La tribune diffusée mercredi rassemble plus de 350 personnalités locales qui appellent à voter pour Jean‑Luc Moudenc afin de « garantir la stabilité de Toulouse et protéger l’avenir de la métropole ». Signée par des chefs d’entreprise, médecins, avocats, restaurateurs, commerçants, acteurs associatifs, artistes et sportifs, elle se présente comme un ralliement « au‑delà des clivages politiques » autour du maire sortant.
Parmi les noms qui donnent du poids au texte figurent le chef étoilé Michel Sarran, l’ancien sélectionneur du XV de France Guy Novès, l’ex‑capitaine du TFC Dominique Arribagé et l’ancien international Vincent Clerc. Le monde du rugby est largement représenté — William Servat, René Bouscatel, Jean‑Pierre Rives — tout comme la boxe avec Arsen Goulamirian, Mohamed Mimoune et Billal Bennama. Sur le plan culturel et civique, Hélène Nougaro, Ysabel Baudis, Marc Deloche et Julien Soone ont aussi apposé leur nom ; le cardiologue Bernard Assoun figure parmi les soutiens du monde de la santé.

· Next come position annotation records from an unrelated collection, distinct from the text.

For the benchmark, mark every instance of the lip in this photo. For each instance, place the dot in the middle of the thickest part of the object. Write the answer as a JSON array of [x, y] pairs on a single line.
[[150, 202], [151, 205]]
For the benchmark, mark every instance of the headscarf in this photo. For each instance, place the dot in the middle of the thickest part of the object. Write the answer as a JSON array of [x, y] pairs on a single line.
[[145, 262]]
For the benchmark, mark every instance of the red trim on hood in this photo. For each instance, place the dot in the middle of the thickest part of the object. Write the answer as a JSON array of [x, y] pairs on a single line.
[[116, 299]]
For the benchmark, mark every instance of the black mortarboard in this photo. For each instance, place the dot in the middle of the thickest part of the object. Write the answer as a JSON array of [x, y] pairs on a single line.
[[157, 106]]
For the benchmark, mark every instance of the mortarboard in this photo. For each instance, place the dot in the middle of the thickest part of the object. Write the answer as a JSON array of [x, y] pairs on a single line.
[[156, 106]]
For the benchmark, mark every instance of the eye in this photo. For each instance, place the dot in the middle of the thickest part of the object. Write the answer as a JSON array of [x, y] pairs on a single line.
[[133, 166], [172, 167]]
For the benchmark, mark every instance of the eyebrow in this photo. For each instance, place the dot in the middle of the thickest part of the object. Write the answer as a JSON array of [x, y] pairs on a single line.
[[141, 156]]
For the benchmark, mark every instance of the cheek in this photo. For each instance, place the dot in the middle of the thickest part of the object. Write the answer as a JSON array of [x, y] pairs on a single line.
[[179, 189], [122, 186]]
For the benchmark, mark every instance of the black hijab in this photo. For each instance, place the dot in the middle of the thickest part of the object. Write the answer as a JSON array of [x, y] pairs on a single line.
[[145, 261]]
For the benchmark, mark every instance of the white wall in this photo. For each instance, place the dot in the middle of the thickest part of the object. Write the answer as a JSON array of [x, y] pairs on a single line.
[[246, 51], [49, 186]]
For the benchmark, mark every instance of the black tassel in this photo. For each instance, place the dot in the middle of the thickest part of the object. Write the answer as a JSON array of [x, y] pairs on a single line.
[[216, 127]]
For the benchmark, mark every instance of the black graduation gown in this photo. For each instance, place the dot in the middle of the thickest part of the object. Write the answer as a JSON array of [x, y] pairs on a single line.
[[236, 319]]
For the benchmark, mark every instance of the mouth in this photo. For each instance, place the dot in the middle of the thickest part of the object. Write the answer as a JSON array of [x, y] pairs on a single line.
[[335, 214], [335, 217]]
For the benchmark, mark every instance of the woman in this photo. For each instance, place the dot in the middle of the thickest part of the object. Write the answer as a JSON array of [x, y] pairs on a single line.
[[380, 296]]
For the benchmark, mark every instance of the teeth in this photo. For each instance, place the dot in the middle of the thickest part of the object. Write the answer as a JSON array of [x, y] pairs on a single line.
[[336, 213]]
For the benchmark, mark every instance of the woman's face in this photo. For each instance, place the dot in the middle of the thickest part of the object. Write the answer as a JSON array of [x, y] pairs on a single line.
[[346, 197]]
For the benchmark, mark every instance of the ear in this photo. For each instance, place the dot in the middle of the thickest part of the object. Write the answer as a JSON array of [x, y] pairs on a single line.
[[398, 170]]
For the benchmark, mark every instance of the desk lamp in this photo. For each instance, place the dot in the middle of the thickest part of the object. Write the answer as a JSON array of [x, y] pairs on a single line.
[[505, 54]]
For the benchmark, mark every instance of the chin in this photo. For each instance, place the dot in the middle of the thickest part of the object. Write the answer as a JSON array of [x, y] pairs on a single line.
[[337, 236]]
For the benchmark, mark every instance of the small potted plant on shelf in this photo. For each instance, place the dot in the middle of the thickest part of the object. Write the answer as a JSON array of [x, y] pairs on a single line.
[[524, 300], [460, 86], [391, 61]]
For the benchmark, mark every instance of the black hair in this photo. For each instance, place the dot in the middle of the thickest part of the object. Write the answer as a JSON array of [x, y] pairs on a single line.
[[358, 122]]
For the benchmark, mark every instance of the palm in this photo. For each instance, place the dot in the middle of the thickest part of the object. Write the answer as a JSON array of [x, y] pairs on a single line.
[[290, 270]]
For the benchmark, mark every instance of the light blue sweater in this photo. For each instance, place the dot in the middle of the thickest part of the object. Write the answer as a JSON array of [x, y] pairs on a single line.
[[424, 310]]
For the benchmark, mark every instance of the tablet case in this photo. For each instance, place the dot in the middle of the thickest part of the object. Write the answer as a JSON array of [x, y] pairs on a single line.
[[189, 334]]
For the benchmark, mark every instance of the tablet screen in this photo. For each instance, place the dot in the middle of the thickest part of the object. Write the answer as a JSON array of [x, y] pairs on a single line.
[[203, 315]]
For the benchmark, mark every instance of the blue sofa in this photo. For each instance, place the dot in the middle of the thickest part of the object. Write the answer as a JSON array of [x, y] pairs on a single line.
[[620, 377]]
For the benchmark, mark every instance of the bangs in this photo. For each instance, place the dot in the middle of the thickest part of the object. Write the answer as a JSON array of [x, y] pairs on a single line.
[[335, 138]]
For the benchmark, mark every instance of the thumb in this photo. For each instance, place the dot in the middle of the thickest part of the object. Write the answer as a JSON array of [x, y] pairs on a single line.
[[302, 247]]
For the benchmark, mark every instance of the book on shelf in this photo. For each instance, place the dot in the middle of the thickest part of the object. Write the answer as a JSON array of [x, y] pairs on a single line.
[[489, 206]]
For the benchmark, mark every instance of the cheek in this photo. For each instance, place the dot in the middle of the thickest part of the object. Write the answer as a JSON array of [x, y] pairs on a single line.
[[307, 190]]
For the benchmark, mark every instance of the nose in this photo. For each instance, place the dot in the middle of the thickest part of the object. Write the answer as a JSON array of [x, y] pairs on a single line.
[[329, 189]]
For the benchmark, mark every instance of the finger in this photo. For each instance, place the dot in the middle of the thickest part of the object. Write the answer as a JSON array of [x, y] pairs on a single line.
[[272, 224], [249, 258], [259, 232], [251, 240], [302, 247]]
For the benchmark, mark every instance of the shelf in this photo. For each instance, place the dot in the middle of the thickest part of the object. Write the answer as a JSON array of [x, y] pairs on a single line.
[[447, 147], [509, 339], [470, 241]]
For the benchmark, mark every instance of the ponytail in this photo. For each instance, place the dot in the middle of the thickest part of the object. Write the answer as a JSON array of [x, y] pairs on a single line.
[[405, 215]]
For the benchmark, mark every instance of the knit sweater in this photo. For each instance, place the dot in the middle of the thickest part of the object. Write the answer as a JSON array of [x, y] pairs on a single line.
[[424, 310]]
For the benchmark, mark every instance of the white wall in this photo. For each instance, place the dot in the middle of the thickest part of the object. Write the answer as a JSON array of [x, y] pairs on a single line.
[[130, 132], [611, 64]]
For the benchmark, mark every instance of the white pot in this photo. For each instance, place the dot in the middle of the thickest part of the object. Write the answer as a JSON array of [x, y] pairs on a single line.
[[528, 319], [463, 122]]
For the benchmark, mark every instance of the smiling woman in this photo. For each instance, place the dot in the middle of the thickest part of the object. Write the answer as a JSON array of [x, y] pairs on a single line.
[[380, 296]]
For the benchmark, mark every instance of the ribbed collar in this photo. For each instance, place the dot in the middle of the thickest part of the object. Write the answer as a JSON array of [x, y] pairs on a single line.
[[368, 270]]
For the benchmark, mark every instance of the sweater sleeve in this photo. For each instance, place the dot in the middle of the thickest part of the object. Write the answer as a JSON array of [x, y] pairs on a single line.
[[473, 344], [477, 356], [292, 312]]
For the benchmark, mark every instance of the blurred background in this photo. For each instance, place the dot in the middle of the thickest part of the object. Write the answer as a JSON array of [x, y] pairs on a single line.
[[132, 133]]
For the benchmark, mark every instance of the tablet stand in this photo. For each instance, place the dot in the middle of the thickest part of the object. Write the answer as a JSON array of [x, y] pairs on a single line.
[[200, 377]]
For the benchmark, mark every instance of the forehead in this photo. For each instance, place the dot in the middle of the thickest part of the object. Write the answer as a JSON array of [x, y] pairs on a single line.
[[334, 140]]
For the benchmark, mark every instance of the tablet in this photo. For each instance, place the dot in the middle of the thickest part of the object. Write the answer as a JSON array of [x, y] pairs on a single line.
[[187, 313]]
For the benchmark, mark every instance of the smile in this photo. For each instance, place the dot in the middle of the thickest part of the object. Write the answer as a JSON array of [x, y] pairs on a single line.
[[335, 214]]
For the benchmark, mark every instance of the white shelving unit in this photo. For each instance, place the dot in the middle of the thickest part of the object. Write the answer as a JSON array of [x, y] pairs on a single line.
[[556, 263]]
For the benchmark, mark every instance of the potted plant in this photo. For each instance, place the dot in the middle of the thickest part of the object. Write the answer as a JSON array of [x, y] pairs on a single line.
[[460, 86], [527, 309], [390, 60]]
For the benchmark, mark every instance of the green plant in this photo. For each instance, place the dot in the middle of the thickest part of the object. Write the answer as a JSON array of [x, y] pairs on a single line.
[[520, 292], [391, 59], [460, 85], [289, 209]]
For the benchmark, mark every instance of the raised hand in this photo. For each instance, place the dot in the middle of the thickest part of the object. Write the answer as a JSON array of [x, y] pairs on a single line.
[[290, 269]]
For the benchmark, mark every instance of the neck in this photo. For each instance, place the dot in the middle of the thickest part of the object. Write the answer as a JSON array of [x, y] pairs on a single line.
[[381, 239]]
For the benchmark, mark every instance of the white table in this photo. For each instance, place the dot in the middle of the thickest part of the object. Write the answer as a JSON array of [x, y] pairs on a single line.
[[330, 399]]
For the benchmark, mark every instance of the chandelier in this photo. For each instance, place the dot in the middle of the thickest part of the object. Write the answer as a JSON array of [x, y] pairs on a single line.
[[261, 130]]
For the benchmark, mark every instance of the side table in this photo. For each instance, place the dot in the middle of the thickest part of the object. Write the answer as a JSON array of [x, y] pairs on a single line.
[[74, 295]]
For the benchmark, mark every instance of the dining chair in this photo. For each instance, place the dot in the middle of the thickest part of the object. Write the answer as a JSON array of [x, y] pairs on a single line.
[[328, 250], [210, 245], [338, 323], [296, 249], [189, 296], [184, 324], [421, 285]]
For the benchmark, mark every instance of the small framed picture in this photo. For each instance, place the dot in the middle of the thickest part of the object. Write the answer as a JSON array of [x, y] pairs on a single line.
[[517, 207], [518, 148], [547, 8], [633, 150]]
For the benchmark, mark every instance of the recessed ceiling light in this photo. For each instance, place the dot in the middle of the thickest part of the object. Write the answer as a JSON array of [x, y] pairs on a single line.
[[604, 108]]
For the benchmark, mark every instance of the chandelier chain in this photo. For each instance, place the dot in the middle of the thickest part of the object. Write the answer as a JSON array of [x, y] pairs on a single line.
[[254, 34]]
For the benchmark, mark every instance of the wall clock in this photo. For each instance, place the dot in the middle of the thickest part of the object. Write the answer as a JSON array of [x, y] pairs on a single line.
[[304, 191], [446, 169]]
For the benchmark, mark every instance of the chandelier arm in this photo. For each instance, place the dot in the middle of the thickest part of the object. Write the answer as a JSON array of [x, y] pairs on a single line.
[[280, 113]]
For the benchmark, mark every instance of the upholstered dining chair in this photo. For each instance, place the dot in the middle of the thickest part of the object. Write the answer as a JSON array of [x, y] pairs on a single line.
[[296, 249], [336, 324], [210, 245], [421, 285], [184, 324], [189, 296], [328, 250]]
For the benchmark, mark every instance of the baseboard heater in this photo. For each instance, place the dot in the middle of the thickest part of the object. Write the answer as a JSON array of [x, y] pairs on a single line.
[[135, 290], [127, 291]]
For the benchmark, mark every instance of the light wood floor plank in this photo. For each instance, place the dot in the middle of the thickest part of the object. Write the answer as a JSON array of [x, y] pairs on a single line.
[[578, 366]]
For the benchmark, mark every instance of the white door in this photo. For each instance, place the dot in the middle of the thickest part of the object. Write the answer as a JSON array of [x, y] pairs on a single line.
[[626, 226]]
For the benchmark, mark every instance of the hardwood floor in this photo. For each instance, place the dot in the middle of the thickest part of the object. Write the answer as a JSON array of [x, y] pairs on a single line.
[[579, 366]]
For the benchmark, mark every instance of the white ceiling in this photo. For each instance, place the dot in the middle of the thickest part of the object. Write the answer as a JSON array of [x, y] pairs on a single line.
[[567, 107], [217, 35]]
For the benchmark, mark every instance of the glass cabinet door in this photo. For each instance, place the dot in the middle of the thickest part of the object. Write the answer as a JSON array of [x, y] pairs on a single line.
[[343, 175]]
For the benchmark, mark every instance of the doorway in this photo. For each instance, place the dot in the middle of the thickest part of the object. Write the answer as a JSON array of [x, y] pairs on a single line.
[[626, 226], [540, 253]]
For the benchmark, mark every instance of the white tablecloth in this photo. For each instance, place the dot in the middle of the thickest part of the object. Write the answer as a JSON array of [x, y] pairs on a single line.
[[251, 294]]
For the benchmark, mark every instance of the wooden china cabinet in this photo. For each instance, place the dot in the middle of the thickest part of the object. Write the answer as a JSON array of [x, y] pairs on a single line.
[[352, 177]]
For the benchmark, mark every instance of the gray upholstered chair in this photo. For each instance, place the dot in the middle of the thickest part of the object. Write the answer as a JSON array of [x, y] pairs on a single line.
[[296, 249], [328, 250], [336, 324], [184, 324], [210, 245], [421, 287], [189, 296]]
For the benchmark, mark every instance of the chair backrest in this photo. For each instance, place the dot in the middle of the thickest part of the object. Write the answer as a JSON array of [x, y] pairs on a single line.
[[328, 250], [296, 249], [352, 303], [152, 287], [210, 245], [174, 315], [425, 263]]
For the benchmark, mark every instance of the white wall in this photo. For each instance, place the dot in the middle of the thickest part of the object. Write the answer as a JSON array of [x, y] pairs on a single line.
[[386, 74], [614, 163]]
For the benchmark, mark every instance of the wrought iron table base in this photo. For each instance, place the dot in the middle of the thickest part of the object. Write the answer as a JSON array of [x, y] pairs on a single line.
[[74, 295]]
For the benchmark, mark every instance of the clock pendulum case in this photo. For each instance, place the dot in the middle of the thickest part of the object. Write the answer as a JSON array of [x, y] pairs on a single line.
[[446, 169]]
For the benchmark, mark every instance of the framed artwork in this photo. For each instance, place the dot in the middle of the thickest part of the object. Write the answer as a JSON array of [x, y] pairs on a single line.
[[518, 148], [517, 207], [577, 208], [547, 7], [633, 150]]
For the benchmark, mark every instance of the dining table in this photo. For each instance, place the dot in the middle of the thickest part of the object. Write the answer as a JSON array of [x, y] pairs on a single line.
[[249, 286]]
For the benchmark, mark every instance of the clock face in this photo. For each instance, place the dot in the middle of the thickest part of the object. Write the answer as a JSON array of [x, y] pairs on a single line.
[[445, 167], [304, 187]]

Plus de 350 personnalités locales ont signé une tribune en faveur de Jean‑Luc Moudenc. Elles qualifient l'accord entre les listes de gauche d’« alliance contre nature ».
Les signataires ne se contentent pas d’encenser Moudenc : ils opposent deux visions de la ville. Ils disent préférer « une ville ouverte, dynamique et unie, portée par Jean‑Luc Moudenc » à « une ville divisée, isolée et fragilisée ». Le maire sortant y est présenté comme un gage de « sérieux », « d’expérience » et de « stabilité », et ses soutiens vantent « la continuité d’une gestion responsable, tournée vers l’avenir ».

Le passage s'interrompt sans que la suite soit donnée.